Baal I Want For Christmas

23 Dec 2023 4 minute read
Baal I want for Christmas

Ben Wildsmith

I’ve already got ‘All I Want for Christmas Is You’ burned into my consciousness like a PTSD flashback, so missing the Amazon deadline for Christmas delivery and having to shop for presents in the real world was a sanity-threatening proposition to start with.

It’s a lonely business, Christmas shopping, isn’t it? In many ways it reminds me of doing my GCSEs. There’s societal pressure, personal peril, it’s time-limited, and you’re not allowed to ask for help.

What if I get this horribly wrong?

You’re only as good as your last effort. Even if you smashed your spouse’s birthday with a gift that demonstrated your keen understanding of their nuanced preferences, it will count for nothing if now, at Chrimbo, you succumb to end-of-year exhaustion and opt for a thoughtless McPresent that reveals you as inattentive.

Stop-start grind

The drive into Cardiff doesn’t help. Shall I ever be released from the A470? It’s my route to work and back every day and here I am back on its stop-start grind on my day off.

Oh look, it’s the bottleneck after the Caerphilly turn-off, look right in 5..4..3..2..1

Yay! It’s that bafflingly hideous Jubilee monument, oh fabulous, it’s the bit after Nantgarw where everyone has to change lanes at the same time!

Then it’s the chug…chug…chug section through our becalmed city traffic. It would have been cathartic to beat my fists against the steering wheel and curse Mark Drakeford for the speed limit at this point, but I can’t, can I, having defended the policy on here several times.

I wish I was Jeremy Clarkson; he never gets morally conflicted.

Retail Nirvana

On arrival at the St. David’s Centre, there’s a queue for the car park. Eventually, I get to the ticket machine and press the button. This is fraught enough at the best of times. There’s a pregnant pause before the machine issues the cardboard visa to retail Nirvana as you are photographed by some unseen camera to log the registration plate.
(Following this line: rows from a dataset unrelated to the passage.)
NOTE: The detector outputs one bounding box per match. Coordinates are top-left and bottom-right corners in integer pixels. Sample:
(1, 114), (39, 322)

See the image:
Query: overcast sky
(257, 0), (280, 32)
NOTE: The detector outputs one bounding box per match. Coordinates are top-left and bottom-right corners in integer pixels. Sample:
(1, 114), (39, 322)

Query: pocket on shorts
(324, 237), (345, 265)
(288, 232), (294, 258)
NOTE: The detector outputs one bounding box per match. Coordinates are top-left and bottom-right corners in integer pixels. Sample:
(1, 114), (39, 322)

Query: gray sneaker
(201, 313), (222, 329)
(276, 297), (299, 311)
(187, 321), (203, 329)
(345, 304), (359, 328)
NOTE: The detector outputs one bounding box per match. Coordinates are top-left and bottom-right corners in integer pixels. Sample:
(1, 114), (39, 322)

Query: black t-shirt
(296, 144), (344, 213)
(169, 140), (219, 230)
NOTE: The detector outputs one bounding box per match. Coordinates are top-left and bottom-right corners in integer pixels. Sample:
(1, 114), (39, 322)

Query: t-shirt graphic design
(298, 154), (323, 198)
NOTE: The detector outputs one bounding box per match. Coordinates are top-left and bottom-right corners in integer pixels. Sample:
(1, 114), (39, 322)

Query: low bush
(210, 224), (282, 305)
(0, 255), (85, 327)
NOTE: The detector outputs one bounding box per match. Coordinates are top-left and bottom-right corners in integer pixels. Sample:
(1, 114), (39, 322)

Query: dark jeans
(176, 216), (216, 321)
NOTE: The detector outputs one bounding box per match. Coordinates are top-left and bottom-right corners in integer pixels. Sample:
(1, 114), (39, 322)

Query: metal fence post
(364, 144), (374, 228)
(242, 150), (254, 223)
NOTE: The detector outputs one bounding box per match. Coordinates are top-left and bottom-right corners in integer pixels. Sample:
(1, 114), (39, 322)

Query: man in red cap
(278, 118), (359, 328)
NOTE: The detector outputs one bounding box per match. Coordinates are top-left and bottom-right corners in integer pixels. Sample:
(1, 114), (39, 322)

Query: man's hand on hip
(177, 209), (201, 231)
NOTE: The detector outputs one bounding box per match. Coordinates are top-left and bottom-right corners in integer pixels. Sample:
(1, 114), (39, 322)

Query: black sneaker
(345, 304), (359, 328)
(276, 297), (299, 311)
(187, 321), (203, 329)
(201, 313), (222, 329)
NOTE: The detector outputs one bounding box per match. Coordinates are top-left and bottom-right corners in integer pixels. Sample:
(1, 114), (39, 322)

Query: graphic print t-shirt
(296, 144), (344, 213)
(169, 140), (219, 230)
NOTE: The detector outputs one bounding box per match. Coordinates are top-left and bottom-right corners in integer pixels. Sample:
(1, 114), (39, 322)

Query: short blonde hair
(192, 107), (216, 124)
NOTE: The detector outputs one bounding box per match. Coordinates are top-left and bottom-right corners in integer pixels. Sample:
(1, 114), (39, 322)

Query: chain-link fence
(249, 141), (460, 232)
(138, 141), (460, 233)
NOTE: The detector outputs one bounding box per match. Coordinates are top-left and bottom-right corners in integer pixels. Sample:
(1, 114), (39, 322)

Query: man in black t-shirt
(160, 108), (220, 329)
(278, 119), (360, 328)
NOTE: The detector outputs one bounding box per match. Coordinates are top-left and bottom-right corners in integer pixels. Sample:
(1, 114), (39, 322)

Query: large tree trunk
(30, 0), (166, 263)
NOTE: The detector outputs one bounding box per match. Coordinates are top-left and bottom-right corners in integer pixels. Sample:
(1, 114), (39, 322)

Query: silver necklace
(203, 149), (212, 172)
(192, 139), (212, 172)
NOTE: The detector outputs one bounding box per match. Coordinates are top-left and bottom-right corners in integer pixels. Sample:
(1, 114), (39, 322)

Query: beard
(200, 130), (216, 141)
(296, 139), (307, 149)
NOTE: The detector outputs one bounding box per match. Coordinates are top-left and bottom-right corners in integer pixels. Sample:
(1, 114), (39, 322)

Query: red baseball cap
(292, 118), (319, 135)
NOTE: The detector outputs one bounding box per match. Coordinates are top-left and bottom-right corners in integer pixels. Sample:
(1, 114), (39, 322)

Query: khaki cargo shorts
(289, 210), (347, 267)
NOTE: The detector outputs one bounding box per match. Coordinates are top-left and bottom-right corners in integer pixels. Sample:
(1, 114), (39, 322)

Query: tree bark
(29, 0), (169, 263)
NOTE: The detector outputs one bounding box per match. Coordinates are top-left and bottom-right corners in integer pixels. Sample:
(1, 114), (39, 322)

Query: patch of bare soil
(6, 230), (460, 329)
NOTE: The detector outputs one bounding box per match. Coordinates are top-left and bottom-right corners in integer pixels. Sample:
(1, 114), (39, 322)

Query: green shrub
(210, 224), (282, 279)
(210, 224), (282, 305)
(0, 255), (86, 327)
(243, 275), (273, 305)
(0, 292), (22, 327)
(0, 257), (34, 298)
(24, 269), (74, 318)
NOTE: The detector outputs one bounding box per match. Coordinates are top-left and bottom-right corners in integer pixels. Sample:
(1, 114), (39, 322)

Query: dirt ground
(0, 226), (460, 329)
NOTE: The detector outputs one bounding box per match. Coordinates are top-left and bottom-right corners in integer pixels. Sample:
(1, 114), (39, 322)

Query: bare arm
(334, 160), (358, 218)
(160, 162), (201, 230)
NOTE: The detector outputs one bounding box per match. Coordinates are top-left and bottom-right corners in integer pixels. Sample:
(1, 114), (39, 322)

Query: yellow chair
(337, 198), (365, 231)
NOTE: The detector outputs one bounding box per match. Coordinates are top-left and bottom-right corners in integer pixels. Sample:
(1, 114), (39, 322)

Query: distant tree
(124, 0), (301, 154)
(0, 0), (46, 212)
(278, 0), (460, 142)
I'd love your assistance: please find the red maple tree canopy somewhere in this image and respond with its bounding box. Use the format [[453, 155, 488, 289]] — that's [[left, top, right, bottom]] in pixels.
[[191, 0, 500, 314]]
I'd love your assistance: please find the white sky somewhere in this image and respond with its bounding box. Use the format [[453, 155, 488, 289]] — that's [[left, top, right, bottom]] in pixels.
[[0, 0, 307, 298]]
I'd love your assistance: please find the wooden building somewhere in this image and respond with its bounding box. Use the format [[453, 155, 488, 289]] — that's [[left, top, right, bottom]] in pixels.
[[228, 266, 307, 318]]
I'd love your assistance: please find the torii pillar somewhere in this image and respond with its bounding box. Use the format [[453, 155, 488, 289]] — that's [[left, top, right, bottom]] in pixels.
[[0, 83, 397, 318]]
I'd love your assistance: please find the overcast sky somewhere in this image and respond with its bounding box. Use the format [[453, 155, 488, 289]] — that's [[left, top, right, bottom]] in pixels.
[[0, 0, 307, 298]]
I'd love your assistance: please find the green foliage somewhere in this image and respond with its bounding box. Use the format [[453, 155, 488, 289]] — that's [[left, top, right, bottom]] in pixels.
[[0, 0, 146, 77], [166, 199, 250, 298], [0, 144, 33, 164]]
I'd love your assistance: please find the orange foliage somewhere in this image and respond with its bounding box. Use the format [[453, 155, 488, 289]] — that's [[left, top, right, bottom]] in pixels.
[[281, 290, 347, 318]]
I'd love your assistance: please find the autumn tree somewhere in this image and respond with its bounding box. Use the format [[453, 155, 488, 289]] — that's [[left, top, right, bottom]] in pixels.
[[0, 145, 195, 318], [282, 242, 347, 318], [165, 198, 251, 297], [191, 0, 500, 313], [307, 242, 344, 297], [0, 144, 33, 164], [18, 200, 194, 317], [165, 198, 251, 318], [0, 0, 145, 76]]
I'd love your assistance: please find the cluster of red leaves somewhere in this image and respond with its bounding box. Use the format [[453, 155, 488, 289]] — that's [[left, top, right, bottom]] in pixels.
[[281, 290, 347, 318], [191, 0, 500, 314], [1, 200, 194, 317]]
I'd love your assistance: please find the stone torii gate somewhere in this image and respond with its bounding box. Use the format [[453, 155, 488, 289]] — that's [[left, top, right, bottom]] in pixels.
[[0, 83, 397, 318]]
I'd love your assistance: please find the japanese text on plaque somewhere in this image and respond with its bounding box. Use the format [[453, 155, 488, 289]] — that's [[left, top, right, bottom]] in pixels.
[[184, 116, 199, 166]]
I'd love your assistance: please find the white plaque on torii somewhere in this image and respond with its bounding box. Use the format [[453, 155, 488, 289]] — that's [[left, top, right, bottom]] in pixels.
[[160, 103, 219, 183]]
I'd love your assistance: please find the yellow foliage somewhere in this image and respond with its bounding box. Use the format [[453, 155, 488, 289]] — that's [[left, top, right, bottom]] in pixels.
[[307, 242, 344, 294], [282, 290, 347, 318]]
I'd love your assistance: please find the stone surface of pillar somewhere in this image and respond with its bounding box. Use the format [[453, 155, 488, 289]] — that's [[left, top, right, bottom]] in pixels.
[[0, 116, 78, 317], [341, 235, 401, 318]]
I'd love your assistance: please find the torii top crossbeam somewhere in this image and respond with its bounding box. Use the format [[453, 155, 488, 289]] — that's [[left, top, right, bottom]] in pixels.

As a seasonal special, the experience is enhanced by the machine saying ‘Error. Short term parking full’. What now? There’s about eight thousand cars behind me and no way out. Am I supposed to get out of the car and inform them all personally that there’s no room at the inn?

I begin jabbing frantically at the button. Minutes pass. I try again. Open Sesame!

Now it’s round and round and round and round the spiral ramp up to the parking floors. Helpfully, there are LED screens telling me how many spaces are available on each floor. Unhelpfully, they are lying. Six parking spaces, five gold rings…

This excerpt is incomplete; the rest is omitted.